Disinformation campaigns targeting Africa’s critical minerals sector reached nearly 300 million users in the past year, with London-based AI platform Refute tracing 2,778 bot accounts driving over 22 million engagements across 21 mining sites in the DRC, Niger, Mali, Rwanda, Guinea and Côte d’Ivoire. Bot surges tracked specific triggers, including a 114% spike in Mali after more than 90 foreign exploration permits were revoked in October 2025 and a 417% jump as Barrick restarted the Loulo-Gounkoto gold complex. Refute also linked a Kenya-based network to rapid narrative recycling after a 2025 tailings dam failure at a Chinese-owned Zambian copper mine, signalling growing operational and social-licence risk for operators.
Montana-focused Silver Bow Mining plans to raise about US$50 million in an NYSE-American IPO on Wednesday, listing roughly 4.3 million shares at US$10–13 each under the ticker “SBMT” after filing its SEC registration in January. The company’s Rainbow Block polymetallic project in the historic Butte silver-copper district hosts 11.5 million tons inferred at 4.28 oz/t silver, 0.05 oz/t gold, 4.59% zinc and 1.25% lead, totalling 49.2 million oz silver, 550,000 oz gold, 1.05 billion lb zinc and 287 million lb lead. Mineralisation occurs in more than 40 veins within 305 m of surface and above the current water table, overlying historic workings extending beyond 1,200 m depth.

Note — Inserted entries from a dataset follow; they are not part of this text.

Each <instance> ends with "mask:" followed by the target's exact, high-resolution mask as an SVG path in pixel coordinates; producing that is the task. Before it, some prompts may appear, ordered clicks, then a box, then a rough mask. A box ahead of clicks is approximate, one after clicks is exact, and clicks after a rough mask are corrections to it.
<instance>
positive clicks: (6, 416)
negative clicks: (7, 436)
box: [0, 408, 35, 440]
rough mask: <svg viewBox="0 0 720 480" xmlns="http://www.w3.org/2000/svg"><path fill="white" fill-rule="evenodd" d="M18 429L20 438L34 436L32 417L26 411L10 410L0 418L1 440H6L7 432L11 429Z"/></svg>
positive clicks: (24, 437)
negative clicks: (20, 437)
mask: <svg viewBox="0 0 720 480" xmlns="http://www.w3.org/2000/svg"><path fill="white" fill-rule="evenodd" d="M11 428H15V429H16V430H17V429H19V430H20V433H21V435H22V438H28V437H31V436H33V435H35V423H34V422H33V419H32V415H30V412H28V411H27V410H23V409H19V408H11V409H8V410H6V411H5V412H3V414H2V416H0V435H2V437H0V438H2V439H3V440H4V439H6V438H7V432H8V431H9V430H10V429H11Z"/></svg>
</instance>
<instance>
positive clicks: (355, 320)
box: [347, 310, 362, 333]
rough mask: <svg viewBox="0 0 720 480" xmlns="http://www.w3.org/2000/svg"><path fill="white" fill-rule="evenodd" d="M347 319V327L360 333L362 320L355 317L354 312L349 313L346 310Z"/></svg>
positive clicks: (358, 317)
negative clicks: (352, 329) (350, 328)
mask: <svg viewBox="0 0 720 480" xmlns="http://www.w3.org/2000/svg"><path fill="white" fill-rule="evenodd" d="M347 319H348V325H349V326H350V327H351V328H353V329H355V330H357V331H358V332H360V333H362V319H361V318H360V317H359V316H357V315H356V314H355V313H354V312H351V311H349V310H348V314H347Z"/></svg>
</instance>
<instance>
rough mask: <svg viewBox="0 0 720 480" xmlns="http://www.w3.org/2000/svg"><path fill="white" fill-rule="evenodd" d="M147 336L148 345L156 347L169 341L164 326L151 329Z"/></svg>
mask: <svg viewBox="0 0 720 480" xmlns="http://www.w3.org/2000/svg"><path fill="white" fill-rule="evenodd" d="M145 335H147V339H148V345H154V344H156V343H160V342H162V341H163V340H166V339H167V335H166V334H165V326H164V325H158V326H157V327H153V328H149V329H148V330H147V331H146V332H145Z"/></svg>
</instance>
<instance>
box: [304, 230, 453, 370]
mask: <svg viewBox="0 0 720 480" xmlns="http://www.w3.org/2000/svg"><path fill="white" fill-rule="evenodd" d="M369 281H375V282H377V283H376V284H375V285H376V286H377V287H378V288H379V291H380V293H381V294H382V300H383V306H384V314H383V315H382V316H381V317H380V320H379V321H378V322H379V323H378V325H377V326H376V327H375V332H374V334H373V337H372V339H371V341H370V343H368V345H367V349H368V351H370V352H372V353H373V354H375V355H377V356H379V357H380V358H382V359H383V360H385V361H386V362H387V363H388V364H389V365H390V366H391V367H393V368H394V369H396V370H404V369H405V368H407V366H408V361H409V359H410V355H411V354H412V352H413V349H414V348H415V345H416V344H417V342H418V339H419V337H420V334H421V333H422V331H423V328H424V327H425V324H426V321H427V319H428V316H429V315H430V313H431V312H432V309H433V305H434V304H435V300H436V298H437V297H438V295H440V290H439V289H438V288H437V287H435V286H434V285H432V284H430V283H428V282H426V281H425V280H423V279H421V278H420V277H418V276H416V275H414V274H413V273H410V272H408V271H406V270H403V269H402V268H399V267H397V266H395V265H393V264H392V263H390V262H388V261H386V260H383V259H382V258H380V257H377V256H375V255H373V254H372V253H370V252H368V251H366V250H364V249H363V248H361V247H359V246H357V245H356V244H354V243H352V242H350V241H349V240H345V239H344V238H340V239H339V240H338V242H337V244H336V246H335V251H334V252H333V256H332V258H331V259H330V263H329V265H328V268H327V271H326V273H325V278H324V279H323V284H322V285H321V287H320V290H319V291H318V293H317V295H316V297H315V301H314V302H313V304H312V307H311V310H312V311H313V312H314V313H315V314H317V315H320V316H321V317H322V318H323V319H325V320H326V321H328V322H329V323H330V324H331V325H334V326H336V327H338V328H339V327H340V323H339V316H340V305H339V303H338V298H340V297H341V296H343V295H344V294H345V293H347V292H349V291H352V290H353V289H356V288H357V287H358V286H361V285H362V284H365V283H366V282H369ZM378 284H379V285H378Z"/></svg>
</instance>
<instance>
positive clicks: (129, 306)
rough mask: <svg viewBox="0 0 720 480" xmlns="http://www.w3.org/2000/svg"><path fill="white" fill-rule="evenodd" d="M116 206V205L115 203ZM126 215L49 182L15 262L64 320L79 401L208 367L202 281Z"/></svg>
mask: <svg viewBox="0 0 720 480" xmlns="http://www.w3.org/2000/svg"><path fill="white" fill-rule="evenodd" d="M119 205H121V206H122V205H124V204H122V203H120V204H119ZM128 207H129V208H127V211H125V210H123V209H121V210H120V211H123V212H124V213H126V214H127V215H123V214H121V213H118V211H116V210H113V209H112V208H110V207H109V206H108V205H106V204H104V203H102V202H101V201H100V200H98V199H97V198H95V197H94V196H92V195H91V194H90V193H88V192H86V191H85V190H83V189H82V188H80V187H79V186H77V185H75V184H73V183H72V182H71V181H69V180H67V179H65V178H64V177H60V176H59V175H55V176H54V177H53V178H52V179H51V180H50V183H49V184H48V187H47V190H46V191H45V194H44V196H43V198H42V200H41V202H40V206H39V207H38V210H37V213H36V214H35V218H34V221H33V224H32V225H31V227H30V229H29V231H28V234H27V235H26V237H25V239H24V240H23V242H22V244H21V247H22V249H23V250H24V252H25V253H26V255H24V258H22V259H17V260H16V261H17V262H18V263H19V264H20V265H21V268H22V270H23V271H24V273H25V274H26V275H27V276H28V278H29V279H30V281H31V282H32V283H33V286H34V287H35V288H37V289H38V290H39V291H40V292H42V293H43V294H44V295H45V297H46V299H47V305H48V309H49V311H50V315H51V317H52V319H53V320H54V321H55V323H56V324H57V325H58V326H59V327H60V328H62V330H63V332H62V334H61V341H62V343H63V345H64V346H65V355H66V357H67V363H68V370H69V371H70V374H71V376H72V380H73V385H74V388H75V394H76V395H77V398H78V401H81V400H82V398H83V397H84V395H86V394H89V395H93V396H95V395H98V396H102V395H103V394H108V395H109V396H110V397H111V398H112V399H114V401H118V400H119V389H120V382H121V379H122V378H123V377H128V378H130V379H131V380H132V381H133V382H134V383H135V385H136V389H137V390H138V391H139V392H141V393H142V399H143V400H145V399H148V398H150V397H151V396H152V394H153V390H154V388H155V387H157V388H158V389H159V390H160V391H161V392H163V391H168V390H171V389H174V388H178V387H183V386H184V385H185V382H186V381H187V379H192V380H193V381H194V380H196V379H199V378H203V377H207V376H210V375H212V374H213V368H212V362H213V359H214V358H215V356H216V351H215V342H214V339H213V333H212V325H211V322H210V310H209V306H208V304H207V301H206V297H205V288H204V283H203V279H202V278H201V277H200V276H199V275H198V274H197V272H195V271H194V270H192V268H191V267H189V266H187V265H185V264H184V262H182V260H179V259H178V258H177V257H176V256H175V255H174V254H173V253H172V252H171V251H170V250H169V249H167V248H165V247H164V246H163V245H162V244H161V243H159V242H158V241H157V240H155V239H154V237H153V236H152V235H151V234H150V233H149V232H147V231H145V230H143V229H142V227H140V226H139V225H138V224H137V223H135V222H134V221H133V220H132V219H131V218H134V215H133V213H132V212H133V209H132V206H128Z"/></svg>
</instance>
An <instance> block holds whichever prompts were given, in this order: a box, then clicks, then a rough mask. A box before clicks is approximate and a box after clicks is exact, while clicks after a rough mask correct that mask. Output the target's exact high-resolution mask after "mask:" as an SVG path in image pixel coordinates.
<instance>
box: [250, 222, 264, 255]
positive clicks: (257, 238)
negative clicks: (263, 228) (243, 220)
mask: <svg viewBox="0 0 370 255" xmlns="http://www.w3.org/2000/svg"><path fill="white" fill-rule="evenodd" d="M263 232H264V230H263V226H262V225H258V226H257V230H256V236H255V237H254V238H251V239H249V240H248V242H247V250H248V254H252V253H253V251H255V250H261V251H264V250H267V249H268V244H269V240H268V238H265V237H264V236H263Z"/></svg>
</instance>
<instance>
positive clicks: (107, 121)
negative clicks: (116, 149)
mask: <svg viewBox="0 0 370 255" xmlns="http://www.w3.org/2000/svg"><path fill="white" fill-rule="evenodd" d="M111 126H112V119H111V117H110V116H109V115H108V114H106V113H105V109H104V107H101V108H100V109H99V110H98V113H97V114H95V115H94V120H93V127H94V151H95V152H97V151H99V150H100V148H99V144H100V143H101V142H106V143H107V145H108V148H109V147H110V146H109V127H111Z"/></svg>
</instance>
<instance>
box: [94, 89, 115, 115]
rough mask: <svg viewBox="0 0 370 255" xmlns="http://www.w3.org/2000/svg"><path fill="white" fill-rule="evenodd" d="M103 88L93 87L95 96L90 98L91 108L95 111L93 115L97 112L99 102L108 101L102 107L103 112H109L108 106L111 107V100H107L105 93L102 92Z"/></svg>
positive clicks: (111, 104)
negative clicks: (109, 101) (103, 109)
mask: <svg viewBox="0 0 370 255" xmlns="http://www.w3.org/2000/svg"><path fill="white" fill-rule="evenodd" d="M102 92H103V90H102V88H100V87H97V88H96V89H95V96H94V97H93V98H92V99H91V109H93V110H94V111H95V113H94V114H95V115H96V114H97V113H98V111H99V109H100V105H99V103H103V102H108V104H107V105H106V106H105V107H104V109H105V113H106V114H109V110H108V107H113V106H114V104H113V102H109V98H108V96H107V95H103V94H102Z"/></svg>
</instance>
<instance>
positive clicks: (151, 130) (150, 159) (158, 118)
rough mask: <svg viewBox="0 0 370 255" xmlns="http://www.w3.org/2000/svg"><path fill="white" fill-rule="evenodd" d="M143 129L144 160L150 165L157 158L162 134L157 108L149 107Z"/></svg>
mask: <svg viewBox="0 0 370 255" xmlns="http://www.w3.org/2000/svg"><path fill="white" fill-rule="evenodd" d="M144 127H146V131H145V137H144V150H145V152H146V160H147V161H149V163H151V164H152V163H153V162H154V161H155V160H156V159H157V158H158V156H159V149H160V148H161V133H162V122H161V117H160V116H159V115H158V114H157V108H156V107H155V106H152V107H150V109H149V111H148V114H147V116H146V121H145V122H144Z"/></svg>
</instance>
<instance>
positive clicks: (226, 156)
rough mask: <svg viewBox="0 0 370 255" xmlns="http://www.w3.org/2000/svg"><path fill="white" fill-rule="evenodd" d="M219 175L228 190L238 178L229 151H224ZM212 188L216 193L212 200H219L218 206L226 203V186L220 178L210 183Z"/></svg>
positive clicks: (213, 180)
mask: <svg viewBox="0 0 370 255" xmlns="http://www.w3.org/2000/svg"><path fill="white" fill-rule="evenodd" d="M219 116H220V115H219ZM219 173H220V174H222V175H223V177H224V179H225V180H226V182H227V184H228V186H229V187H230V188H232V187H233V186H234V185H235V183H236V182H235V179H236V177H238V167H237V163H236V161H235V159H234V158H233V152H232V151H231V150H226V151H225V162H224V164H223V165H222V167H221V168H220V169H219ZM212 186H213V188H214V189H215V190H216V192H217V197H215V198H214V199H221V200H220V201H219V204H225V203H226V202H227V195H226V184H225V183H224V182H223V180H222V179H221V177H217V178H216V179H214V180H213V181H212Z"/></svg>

Gold-copper explorer Meridian Mining plans to list on the London Stock Exchange’s main market on 1 May under ticker MNO, raising about £25 million at 92 pence per share in a dual listing fully fungible with its TSX stock. Proceeds, combined with existing cash of £55.1 million, will fund long-lead equipment, infrastructure and civil works at the Cabaçal open-pit project in Mato Grosso, which has a 2025 PFS showing a US$984 million NPV (5%), 61% post-tax IRR and 141,000 oz/y gold-equivalent output over 10 years. Permitting is advanced with a preliminary licence granted, and a definitive feasibility study is targeted for Q4 ahead of a construction decision.
Endeavour Mining is taking a 9.9% stake in Altair Minerals via a A$28.2 million private placement at A4.3¢ per share, a 5% premium to the last close and roughly 40% above the 30-day VWAP, sending Altair’s stock up 34% to A5.5¢ and valuing it at A$336.7 million. The cash will expand drilling at the Greater Oko gold project in Guyana from 30,000 to 50,000 metres, split evenly between diamond and reverse air blast drilling plus geochemical surveys and trenching. A joint technical committee and potential advisory role for Endeavour’s EVP exploration, Sonia Scarselli, signal deeper collaboration on Guiana Shield greenstone targets.
Critical Metals plans an $835 million all‑stock acquisition of European Lithium, offering 0.035 CRML share per EUR share to cancel a 34% stake and secure 100% ownership of the Tanbreez rare earth project in southern Greenland. The deal consolidates a 4.7‑billion‑tonne heavy rare earth resource at Killavaat Alannguat, already subject to a preliminary economic assessment valuing the project at about $3 billion. Critical Metals has offtake agreements covering roughly 75% of planned output, $120 million in US EXIM Bank financing lined up, and targets first ore in late 2028 or early 2029.